I try my best to get vegetarians to consider a real vegetarian diet (vegan), but I don't make a big deal out of it. I've come to learn no matter how much I try, no matter how much information I put out, it wont necessarily change anything. A vegetarian is better than an omnivore :p And the last thing I need them thinking is that vegans are a bunch of pricks :p Maybe meeting a vegan will result in them doing a little research, and somewhere down the line, making more of a difference :)

christinablue
Dec 24th, 2010, 06:51 AM
Groups that are on the fringe tend to be like that. Most vegans make mistakes at one point or another. I mean, the other day I thought I had read all the ingredients on a face cream that I knew made vegetarian/animal test free products with a lot of vegan options. I've been using it for a week, then one day I was uh...using the bathroom (don't act like you don't know what I'm talking about. I needed some shit to read!) and realized it had beeswax in it. Yeah, I was pissed, and I won't buy that cream again. But as I've already been using it, it seems like a waste to just throw it out. So I'll be more the wiser next time...but I know some vegans would jump all over me even using it. I say it's none of their beeswax...LOL ;)

vava
Dec 24th, 2010, 08:45 AM
..but I know some vegans would jump all over me even using it. I say it's none of their beeswax...LOL ;)

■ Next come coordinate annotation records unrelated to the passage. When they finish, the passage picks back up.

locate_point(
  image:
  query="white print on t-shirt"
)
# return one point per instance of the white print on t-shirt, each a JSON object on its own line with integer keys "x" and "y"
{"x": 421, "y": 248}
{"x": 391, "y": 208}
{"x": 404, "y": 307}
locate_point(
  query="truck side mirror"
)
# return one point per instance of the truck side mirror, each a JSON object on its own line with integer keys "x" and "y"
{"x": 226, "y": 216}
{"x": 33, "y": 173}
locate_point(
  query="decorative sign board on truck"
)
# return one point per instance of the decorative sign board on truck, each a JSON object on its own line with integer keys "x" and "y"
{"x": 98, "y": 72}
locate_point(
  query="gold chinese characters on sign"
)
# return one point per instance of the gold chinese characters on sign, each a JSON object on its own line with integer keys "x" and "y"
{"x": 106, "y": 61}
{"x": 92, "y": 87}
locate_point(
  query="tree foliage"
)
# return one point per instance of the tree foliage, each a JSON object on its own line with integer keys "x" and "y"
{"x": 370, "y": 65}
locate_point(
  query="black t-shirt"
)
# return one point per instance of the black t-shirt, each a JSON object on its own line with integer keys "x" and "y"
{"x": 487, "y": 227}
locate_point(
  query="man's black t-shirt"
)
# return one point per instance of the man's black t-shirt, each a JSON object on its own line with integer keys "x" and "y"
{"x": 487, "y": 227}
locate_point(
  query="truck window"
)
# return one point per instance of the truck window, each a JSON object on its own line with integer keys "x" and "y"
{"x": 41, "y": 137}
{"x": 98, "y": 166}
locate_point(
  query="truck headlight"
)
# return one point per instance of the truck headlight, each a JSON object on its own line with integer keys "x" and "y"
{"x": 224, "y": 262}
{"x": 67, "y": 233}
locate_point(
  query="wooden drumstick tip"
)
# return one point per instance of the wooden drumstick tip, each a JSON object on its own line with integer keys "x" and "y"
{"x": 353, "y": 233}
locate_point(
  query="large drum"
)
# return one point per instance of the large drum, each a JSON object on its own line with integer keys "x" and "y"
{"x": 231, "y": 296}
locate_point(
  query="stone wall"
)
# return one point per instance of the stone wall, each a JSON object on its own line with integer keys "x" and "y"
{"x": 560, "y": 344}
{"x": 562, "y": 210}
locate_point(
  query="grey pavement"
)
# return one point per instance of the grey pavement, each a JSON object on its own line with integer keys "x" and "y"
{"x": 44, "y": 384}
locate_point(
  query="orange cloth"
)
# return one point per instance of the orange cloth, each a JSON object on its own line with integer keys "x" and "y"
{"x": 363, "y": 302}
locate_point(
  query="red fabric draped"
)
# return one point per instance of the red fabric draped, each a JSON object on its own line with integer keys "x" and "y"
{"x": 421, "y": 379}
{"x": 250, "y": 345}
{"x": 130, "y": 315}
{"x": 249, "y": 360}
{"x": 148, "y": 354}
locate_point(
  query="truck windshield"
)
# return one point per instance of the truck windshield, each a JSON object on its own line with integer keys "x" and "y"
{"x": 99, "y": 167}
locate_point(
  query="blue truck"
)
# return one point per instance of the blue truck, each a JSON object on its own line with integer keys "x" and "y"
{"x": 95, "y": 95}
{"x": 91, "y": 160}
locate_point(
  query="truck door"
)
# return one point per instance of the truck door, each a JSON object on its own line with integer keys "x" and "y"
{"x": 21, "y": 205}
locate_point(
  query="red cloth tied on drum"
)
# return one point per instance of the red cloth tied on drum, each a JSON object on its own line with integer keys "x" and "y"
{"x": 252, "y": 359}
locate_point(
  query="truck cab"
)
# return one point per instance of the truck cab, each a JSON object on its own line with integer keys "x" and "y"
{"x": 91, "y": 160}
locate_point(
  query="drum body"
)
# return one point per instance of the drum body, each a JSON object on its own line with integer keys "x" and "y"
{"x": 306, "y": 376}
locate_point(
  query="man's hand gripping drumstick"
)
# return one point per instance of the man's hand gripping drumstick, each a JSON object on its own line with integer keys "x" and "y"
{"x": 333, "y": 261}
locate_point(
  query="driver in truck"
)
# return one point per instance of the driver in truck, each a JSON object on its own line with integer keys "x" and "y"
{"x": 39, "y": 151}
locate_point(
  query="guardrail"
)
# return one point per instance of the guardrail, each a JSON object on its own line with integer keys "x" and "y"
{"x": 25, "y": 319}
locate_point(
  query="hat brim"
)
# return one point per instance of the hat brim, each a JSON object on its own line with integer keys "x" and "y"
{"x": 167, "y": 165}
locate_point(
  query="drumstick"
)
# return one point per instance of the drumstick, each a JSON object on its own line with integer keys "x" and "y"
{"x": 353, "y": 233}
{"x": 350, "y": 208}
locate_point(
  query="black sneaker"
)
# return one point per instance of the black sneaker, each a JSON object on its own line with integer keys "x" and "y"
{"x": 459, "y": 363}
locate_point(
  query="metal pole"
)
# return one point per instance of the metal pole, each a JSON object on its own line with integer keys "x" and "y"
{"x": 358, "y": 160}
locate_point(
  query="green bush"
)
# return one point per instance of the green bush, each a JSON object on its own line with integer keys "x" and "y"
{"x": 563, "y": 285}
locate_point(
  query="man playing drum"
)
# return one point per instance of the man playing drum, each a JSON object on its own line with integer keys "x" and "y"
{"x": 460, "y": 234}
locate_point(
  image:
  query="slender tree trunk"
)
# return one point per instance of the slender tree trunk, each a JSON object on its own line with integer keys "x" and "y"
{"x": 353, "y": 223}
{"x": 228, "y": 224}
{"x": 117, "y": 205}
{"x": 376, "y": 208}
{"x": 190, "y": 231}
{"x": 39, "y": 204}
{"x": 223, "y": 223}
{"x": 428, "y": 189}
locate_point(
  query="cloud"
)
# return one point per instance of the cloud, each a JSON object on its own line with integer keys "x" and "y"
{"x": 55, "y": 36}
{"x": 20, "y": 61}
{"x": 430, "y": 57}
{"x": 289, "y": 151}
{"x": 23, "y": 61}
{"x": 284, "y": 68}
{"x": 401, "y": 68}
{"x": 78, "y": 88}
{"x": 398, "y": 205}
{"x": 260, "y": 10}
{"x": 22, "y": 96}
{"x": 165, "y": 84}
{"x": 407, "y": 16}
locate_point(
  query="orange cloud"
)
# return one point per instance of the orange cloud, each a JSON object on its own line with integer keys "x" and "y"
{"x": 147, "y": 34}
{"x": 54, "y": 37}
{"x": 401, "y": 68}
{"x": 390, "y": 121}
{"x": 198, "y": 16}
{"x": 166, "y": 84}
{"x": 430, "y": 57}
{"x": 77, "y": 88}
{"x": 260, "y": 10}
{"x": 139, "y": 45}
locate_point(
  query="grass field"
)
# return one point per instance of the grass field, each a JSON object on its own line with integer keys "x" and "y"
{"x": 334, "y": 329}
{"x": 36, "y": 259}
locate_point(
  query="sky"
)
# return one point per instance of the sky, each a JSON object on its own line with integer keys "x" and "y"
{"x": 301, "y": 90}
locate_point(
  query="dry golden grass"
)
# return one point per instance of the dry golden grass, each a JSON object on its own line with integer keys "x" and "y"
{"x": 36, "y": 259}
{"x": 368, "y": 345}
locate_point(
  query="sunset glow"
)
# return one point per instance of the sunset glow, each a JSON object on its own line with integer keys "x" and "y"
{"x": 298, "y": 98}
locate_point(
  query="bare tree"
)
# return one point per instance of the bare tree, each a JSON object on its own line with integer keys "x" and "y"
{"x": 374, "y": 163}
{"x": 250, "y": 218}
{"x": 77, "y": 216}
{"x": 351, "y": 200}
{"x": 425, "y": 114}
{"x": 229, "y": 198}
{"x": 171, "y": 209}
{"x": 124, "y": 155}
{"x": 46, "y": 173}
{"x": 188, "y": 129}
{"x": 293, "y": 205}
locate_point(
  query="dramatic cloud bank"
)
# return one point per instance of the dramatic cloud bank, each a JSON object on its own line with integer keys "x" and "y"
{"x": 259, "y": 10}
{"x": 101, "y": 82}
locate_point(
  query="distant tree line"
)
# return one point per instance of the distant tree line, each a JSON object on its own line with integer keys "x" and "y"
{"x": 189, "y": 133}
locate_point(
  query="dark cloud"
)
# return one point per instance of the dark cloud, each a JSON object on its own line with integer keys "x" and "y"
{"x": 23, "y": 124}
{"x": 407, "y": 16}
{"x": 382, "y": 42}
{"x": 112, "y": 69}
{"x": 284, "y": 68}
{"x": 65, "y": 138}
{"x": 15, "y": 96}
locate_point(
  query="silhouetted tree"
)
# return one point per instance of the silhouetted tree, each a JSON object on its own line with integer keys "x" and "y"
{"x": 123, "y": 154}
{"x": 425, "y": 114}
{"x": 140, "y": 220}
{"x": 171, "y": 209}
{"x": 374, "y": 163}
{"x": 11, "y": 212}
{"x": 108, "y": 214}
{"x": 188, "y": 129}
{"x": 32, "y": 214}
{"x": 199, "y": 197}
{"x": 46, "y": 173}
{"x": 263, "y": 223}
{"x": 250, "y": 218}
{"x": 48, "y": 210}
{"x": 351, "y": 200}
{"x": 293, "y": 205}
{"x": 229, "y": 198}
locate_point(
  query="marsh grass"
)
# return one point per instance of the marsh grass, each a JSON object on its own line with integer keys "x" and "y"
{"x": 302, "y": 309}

The mistake was in buying it - that bit is the bit that doesn't help the animals. If you don't make mistakes - you don't make anything.... You are not going to help the animals in any way by using the cream if you think that is the right thing to do - by the same reasoning you won't help the animals in any way by discarding it either.

SugarPlumFairy
Dec 24th, 2010, 04:07 PM
CB :
Your post gave me a nice chuckle on Christmas Eve ! I get the whole reading in the bathroom thing ! hehehe.